Wahlprogramme für Ungeduldige

Endlich Sommer! Wer hat da schon Lust, sich durch einen riesigen Wust von Partei-Wahlprogrammen zu kämpfen. Darum bietet die tageszeitung Abhilfe: Dank des Internetdienstes wordle.net haben wir Parteiprogramme nach den Wörtern durchsucht, die am häufigsten vorkommen und daraus sogenannte „word clouds“ erstellt. Mit recht interessanten Ergebnissen …

„Deutschland“ ist – wenig überraschend – das dominierende Wort im CDU/CSU-Programm. Ergänzt von „Land“ und den „Deutschen“. Außerdem menschelt es natürlich gewaltig.“Setzen“ kommt häufig vor, allerdings kaum „Ziele“. „Stärken“,“mehr“ und „Sicherheit“ werden bei der Union großgeschrieben, „Klimaschutz“ und interessanterweise auch der „Staat“ und „Marktwirtschaft“ recht klein…

Anders als die CDU/CSU hält sich die SPD mit der Nennung des eigenen Namens zurück. Mangelt es etwa an Selbstbewusstsein? Ansonsten heisst es „müssen“ statt „sollen“ und „mehr“ statt „besser“. Das „Soziale“, „Arbeit“, „Bildung“ und „Zukunft“ dominieren das Programm.

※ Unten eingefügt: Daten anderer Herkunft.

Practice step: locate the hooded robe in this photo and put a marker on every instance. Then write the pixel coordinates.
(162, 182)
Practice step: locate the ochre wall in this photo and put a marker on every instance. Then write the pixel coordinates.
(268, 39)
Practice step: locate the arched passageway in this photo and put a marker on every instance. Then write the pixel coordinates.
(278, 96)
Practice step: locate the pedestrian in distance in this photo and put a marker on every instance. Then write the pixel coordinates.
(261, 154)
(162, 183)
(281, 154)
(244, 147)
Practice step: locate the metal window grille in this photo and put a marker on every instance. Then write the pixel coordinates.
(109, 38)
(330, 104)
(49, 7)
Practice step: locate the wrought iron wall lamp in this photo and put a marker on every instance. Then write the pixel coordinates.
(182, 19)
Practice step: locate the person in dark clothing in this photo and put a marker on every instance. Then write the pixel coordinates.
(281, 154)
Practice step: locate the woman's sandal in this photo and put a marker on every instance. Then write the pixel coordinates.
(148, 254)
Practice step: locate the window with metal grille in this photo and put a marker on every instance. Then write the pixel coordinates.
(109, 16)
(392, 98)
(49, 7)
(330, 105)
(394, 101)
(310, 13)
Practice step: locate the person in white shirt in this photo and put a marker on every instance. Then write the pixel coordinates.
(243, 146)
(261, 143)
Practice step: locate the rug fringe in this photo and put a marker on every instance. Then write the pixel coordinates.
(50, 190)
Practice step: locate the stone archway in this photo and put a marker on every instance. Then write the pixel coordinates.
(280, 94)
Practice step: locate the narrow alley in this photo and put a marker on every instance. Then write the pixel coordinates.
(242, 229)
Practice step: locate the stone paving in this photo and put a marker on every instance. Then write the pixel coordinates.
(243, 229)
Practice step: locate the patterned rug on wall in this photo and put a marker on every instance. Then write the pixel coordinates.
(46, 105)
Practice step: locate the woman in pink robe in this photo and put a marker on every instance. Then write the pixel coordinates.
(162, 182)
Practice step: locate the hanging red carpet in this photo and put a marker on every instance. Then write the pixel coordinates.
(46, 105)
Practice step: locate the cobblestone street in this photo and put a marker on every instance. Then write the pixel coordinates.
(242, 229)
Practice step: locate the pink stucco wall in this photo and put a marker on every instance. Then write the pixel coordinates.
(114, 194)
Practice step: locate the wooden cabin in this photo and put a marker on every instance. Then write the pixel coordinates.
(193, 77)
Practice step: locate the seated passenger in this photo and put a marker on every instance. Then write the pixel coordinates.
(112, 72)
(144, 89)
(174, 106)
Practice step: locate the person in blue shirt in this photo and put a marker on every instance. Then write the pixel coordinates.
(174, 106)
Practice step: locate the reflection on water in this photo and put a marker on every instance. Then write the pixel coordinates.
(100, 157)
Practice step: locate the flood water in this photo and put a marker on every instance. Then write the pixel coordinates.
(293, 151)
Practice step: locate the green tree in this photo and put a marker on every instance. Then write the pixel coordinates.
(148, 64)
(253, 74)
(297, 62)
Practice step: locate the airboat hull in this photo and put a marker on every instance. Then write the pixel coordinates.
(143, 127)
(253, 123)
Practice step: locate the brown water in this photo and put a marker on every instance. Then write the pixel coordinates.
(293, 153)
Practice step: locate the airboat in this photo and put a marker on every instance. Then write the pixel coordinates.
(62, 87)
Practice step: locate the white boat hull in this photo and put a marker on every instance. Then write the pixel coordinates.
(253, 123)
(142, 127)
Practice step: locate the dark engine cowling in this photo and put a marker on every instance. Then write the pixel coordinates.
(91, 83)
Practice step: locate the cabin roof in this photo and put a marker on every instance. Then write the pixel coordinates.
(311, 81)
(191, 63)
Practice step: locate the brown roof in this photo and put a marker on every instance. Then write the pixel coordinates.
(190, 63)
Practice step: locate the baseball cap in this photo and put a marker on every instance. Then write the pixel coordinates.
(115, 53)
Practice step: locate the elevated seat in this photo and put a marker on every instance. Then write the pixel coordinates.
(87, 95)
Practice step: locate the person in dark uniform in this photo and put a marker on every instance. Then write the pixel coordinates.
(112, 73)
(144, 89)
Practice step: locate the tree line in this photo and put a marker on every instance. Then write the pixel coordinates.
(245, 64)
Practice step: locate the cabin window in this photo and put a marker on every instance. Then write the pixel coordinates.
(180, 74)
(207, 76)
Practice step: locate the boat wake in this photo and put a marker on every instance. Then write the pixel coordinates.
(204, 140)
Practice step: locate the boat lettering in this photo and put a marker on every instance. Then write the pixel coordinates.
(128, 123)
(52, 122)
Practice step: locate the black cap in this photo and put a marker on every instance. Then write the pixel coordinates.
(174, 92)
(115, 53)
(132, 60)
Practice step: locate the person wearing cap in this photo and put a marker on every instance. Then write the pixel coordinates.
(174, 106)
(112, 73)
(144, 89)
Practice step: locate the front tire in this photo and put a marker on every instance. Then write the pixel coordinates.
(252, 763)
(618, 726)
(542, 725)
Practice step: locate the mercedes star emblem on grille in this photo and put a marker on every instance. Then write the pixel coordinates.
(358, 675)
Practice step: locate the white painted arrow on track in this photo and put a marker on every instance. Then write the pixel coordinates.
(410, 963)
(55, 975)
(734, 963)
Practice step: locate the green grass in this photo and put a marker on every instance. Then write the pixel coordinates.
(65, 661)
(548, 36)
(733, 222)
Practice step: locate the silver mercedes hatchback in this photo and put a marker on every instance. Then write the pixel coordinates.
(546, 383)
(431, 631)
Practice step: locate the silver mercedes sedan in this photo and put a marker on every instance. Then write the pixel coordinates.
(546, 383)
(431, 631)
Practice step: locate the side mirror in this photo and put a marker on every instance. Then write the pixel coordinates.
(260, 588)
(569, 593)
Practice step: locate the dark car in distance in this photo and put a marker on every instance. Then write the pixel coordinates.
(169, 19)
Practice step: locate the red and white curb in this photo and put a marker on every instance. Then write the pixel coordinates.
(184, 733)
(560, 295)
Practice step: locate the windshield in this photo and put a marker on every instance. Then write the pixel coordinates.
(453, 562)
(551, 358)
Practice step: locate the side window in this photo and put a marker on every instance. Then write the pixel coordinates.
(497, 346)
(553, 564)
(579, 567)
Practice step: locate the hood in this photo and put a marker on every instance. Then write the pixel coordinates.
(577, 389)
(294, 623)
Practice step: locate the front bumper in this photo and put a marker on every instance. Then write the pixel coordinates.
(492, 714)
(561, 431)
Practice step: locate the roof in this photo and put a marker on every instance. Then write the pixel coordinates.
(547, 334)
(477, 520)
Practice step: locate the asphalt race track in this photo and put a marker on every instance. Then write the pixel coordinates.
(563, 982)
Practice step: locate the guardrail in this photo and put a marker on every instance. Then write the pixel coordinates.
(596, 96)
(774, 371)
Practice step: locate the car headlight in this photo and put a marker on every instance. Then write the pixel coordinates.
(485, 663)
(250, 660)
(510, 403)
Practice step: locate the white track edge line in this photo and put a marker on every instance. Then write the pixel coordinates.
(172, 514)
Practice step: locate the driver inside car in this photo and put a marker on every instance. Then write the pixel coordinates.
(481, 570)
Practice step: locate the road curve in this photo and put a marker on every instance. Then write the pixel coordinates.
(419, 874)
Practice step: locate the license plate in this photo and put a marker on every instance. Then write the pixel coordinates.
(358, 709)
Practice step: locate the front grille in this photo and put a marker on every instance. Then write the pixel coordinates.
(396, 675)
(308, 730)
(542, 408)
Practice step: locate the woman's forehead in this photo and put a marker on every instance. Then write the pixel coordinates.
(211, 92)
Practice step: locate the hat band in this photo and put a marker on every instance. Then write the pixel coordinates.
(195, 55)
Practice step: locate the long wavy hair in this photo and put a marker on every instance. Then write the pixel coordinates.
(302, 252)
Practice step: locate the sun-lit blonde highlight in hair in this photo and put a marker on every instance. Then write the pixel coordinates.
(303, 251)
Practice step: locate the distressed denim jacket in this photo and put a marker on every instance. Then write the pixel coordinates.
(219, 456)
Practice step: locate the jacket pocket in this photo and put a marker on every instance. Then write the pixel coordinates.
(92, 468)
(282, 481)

Klassisch Sozialdemokratisches wie „Teilhabe“ und „Solidarität“ treten dafür in den Hintergrund.

Das Programm der FDP setzt klare Akzente: Erst wir, dann der Rest.“Freiheit“, na klar, „mehr“, „Entwicklung“ – und auch noch jede Menge „Deutschland“. Auffällig: „Marktwirtschaft“ wird ebenso kleingeschrieben wie die „Zukunft“. Spannend, ob das für 18 Prozent plus X reicht…

Bei den Grünen dreht es sich ganz ausführlich um das „Bundestagswahlprogramm“ selbst – und um die „KRISE“.“Freiheit“? „Bürger“? „Frauen“? „Klima“? Diesen Käse lesen die Grünen-Wähler doch schon seit Jahren. Lieber bei den anderen abschreiben und ordentlich oft „Menschen“, „müssen“ und „mehr“ einfügen. Und ganz oft „grün“: Wegen der Unterscheidbarkeit.

Verben sind die Sache der Linkspartei: In ihrem Programm geht es um „einführen“, „stärken“ und „sichern“ was das Zeug hält. „Unternehmen“ spielen eine größere Rolle als bei der Union – die Paradethemen „Hartz“, „Armut“ und „Ost“ geraten ins Hintertreffen. Und für alle Freunde des erigierten Binnen-Is: Die „Bürgerinnen“ finden eben soviel Erwähnung wie der „Bürger“.

Anders das Wiki-Programm der Piratenpartei: Der „Bürger“ dominiert das Programm, ebenso wie „Daten“, Bildung“, „Privatsphäre und das „Internet“. Und auch sonst hat die „word cloud“ der Piraten relativ wenig mit der der anderen Parteien zu tun – so tauchen hier erstmals Begriffe wie „Menschenrechte“, „Nebentätigkeiten“"und „Software“ auf. Frischer Wind für den Bundestag?